The reason the BD specs say 1080i60 and not 1080p30 is because if done properly, you can use that interlaced signal to store true 60i and 30p footage. If you are encoding native 1080i60 ATSC video you are golden. If you have 1080p footage shot at 30 frames per second, possibly from some AVCHD cameras or video-capable DSLRs, it would be stored as interlaced field pairs on the BDs (i.e. 1080p30 converted to 1080i60). It should be no different than how DVDs handle pure interlaced material derived from 30 (29.97) frames per second original footage. De-interlacing on playback should be pretty straightforward to reconstruct the original 30 frames.
As for if the footage is properly flagged as pure interlaced or field pairs for correct playback, I don't know...
BTW, most 1080i60 BDs I've encountered are of the National Geographic documentary type. Most of them are shot with HD video cameras which operate at 60i (NTSC/ATSC). I would imagine the expense of shooting in 35mm film (or even IMAX) would go above the budgets of most of the programs.
No, I meant 1080i30 - I default to referring to fps by the proper # of frames, no matter whether the method is interlaced or progressive. 30 frames per second, interlaced, rather than 60 fields per second, interlaced (in which case saying 'interlaced' is redundant). The European Broadcasting Union denotes it in a similar manner, 1080i/30 or 1080i/25 - I'm just too lazy to bother putting a slash in there like they do.
When you mention field pairs though, are you talking about [essentially] pulldown flagging (I assume not, considering you're talking about deinterlacing on playback)? Faking out a player by using the interlaced flag on progressive footage? I've seen talk of that on Doom9, but the general impression I got from there is that it's iffy whether all Blu-ray players support it, or whether it's simply an assumed trait.

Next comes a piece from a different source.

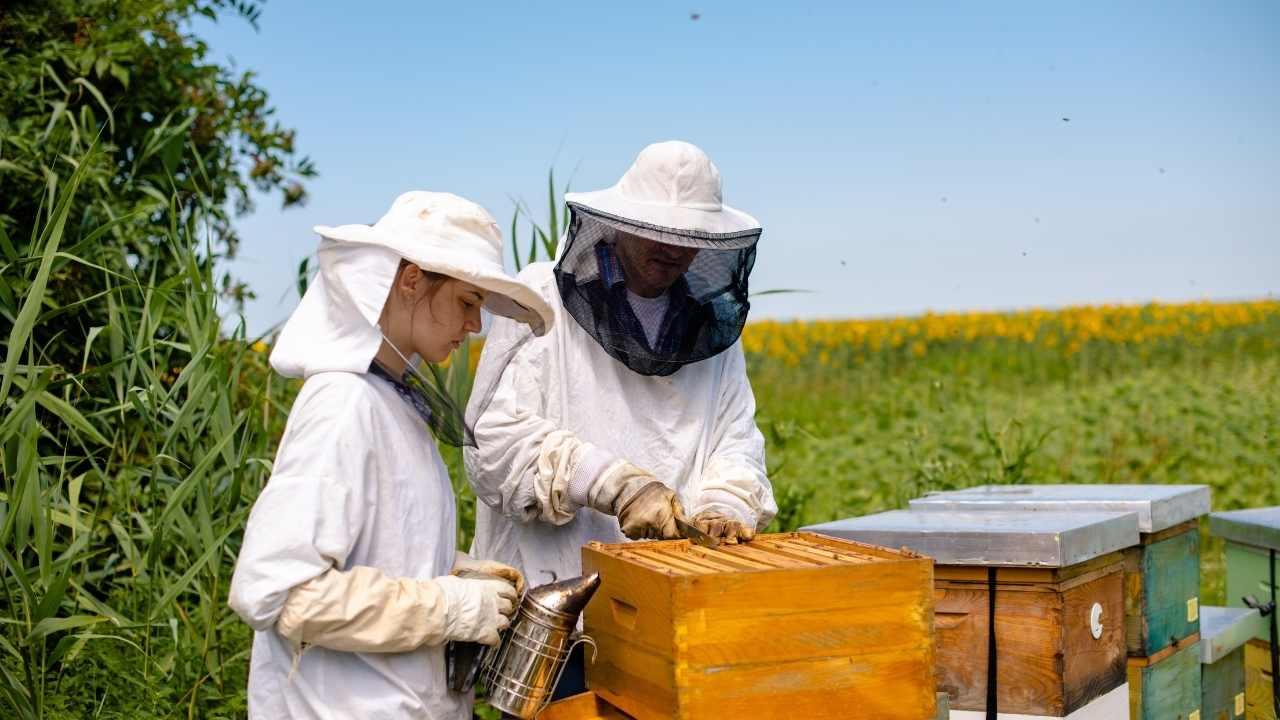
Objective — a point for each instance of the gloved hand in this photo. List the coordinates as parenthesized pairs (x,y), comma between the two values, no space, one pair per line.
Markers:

The point being, that unlike DVD where you could have a progressive 29.97fps stream stored as Progressive, you're not allowed to do that on Blu-ray for whatever stupid reason (no matter what resolution you're talking about - 480, 720, 1080: all of them say i60, not p30). Sure, you can reconstruct 1080i into 1080p using TFM just like you can do with DVD footage, but 'reconstruct' and 'supports 30 fps progressive' are two different things. '30p' means it had better be stored progressive, no reconstruction necessary. Hence the flagging trick I mentioned earlier that doesn't seem to be spec-compliant even if the players accept it.